There was even more room for improvement than I had previously feared. Once the improvements for the interest calculations were ready, the tester ran the usual test cases and gave the changes her blessing, much to my dismay. I was amazed at the sloppy attitude of the people responsible. These test cases hadn’t uncovered these errors in the first place. I told the manager responsible for the operations, ‘If we make another error, and the bank has to correct it again, you will have a major public relations disaster. More testing is required.’ I proposed doing the tests myself by loading a selection of data covering all known situations into an Excel sheet, performing the interest calculations in Excel, then running a test and investigating any differences to determine whether the error was in Excel or in the system itself. My manager agreed, and so we did it like so. It was not 100% testing, but in all likelihood, all the significant errors would manifest. After performing these tests, we implemented the changes. Subsequent interest calculations showed no errors. After the euro conversion had finished in January 2002, they let me go.

It seemed that not everyone liked me. I focused on getting the job done and had to work around other people’s sloppiness. I never used harsh words, but saying that the testing is insufficient can rub people the wrong way. You could interpret that as incompetence. It doesn’t necessarily mean the tester was incompetent. The system was far more complex than those at larger banks, so the decision-makers had made a judgment error to begin with. And I had a deviant working schedule, and worked fewer hours. When my manager once grilled me on the train for leaving 30 minutes early for an appointment, I answered that the bank only paid me for the hours worked and that it wouldn’t cost them anything. And that it was agreed upon.

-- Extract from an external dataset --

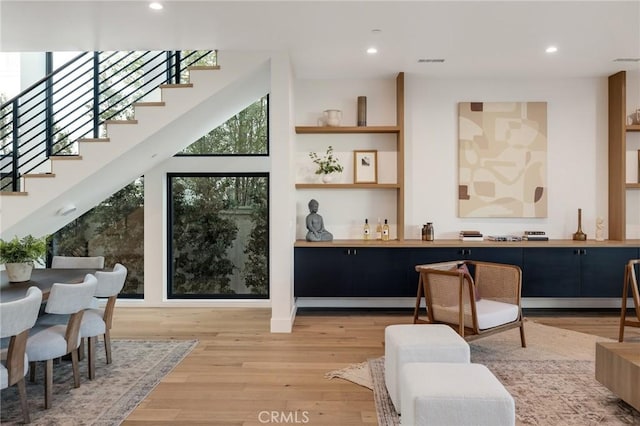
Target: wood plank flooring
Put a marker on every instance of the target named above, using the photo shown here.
(241, 374)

She didn’t seem okay with the answer. I had made the agreement with the software bureau CMG, so not with the bank itself, so she may not have known about it. They had their rules, and deviating from them was not appreciated. Ingrid had once worked at the bank as a cleaning lady before we met. She sometimes took her mother’s car. They didn’t allow her to park in their garage, saying it was for employees, but they had already left the building. Only after Ingrid quit her job and the bank couldn’t find a replacement did they offer her a parking spot. I had tried to get a regular job there, but they had turned me down. That turned out to be my good fortune. The bank went under after the 2008 credit crisis. A larger bank took over their operations.

The economy fared poorly. I couldn’t find a new project, and remained unemployed for several months. Officially, Betamax still employed me. I had worked for Betamatch on temporary projects for more than three consecutive years, which automatically made me a regular employee. Martien, the owner, asked me to quit my job, but that would make me ineligible for unemployment benefits. And I had warned Martien several times about the situation that might arise, which he believed was so remote a possibility that he didn’t seem to care, and so he let it happen. I asked him to fire me instead. There is no work, so that wouldn’t be an issue. Martien, a gentleman whose business was still doing well, didn’t like to fire people, so he offered me a contract with a low salary and a bonus if I brought in money. Yet, without improvement in sight, I started seeking regular employment. After a few months, I found a job at a government agency that processes traffic fines.